<楽天7-4オリックス>◇9日◇Kスタ宮城

 誰もが通るプロの壁を楽天釜田佳直投手(18)が乗り越え、4勝目をつかんだ。7月28日、2軍降格を告げられた。全体練習後に、選手ロッカーが隣だった岩村から助言を受けた。「(登録抹消期間の)最短10日間の中でも、目標を持ってやった方がいい」。素直に耳を傾けた。

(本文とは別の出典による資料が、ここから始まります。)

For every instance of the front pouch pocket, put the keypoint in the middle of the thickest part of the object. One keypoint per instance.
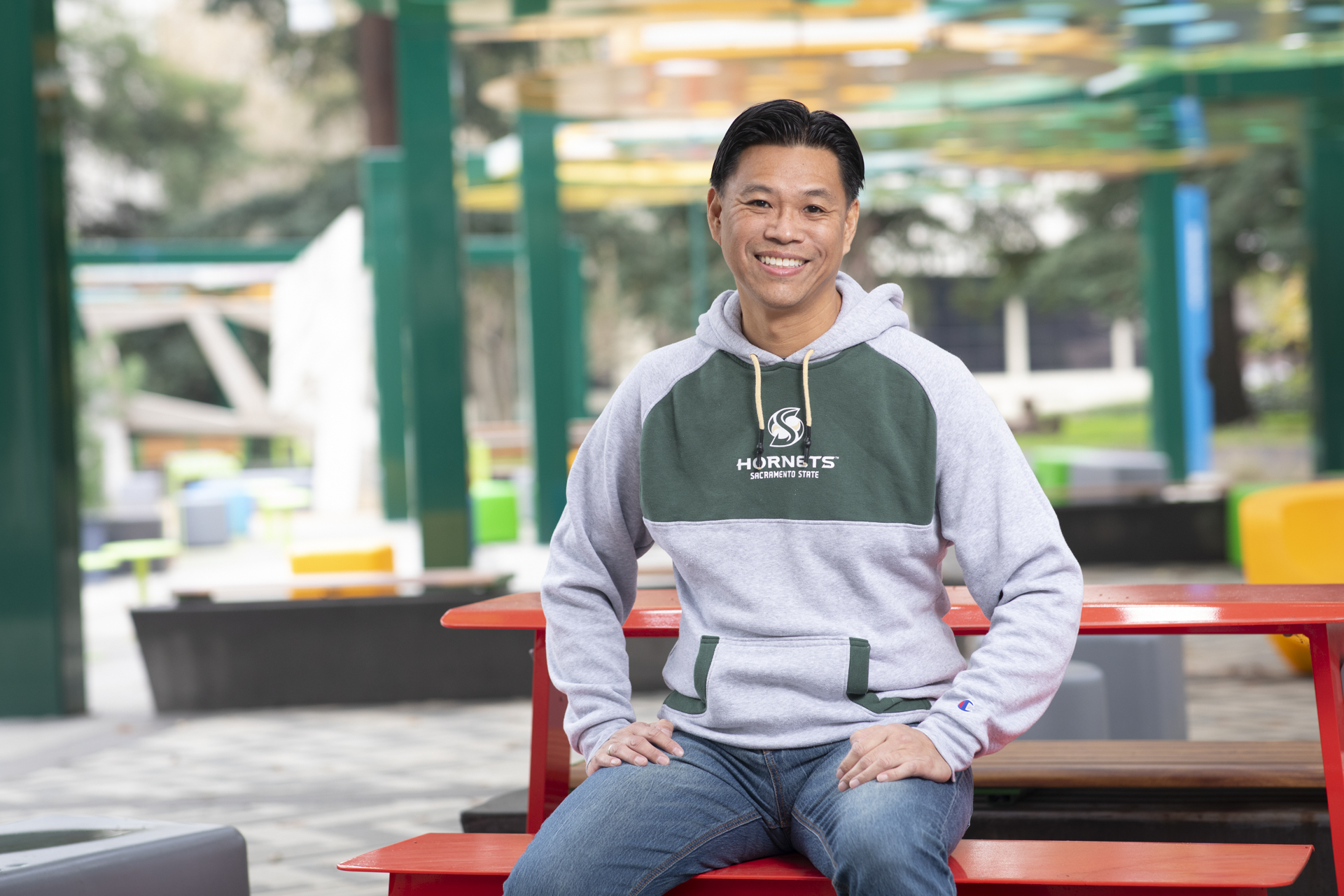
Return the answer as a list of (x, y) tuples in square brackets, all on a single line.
[(695, 706), (857, 685), (761, 687)]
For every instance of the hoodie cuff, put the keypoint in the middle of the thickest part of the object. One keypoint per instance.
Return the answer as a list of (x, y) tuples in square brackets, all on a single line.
[(955, 743), (597, 735)]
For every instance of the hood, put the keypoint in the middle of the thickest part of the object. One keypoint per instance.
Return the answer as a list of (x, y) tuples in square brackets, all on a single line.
[(863, 316)]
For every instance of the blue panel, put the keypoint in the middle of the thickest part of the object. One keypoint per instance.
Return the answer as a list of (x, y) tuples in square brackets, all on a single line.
[(1193, 267)]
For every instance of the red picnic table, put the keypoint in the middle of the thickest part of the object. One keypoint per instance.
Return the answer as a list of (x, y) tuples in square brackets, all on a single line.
[(1313, 610)]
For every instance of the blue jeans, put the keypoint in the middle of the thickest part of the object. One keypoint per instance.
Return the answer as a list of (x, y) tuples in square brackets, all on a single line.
[(644, 830)]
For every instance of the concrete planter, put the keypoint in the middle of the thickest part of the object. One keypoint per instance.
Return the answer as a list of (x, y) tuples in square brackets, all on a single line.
[(1145, 532), (351, 650)]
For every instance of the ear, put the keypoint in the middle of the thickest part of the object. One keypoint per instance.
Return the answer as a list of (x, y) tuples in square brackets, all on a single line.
[(715, 213), (851, 225)]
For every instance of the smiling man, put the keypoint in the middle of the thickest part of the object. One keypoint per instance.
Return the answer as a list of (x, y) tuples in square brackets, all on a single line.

 翌29日、2軍の練習場のポール間を軽めにジョギングした。その後、室内練習場で約20分間、シャドーピッチングを黙々と続ける姿があった。「目標は疲れをとることにしました。明日は完全オフにします」。休日の30日は、映画「海猿」を見るために外出した。「野球のことは考えないように、あえて行きました」と、この1日だけは頭を空っぽにした。

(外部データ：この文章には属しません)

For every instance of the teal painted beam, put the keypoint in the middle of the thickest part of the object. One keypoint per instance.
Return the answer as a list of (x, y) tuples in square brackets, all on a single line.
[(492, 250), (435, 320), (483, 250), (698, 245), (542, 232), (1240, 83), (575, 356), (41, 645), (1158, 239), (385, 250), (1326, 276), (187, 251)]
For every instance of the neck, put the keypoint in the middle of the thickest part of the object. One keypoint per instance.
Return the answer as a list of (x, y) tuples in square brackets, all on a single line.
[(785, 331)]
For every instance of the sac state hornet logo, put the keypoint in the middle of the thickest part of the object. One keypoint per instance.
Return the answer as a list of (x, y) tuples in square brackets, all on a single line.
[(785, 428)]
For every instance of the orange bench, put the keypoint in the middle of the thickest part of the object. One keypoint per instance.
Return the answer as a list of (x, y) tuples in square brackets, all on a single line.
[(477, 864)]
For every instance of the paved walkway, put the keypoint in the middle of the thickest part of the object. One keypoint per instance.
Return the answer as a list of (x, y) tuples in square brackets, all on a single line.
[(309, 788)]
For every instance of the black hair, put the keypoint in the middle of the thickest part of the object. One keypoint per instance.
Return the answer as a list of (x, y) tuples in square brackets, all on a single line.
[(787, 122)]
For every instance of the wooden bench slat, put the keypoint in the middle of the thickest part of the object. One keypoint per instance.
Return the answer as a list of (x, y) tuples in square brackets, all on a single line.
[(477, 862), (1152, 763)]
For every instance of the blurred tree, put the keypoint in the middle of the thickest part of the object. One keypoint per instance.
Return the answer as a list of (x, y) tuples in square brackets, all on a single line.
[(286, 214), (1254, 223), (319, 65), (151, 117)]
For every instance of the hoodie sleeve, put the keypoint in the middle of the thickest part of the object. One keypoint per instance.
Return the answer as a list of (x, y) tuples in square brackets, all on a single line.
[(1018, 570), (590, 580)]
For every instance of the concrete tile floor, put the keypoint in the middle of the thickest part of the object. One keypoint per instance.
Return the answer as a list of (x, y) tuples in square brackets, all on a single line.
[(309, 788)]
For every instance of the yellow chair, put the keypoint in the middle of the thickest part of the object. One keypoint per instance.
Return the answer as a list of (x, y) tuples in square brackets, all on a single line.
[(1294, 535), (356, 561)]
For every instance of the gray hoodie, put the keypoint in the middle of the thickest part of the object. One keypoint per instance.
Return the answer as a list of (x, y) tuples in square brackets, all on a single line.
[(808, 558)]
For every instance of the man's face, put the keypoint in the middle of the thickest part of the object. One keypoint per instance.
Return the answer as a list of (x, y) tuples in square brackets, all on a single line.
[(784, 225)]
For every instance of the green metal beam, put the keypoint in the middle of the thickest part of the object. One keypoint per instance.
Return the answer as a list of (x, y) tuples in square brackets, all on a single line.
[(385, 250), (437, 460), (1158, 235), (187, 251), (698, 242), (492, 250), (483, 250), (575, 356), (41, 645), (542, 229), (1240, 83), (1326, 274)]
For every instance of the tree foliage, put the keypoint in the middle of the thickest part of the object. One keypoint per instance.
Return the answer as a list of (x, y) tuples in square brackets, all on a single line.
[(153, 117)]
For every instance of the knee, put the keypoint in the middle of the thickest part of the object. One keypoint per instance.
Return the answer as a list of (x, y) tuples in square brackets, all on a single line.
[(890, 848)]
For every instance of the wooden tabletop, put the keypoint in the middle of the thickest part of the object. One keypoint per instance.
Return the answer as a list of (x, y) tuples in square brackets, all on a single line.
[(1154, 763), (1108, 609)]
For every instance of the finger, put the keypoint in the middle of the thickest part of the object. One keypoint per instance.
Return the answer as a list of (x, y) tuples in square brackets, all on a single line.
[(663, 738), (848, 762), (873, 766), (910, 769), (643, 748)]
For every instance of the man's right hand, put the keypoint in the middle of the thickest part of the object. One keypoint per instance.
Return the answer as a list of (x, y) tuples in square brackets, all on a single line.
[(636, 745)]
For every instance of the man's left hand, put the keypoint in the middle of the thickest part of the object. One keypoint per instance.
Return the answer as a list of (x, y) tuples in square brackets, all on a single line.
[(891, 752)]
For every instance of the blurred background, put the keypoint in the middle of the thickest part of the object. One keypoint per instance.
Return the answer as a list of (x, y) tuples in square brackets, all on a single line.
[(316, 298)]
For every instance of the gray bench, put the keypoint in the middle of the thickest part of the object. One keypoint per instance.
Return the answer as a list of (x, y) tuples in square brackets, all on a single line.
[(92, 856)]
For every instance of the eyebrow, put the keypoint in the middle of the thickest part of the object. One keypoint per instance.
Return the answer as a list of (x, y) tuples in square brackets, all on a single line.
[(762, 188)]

 心身ともに1度、リセットする必要があったからだ。高卒ルーキーながら、5月中旬から先発ローテーションを任され3勝。しかし6月17日から5戦白星なし。1軍の投手陣からは「自分らしさを失ってるように見える」と言われた。2軍でリフレッシュ期間を設けたことで「気持ちで押していく」という自分らしさを見つめ直した。「(休養日の)次の日からは、1軍でどうしたら勝てるか考えながら取り組んで来ました」と180度切り替えた。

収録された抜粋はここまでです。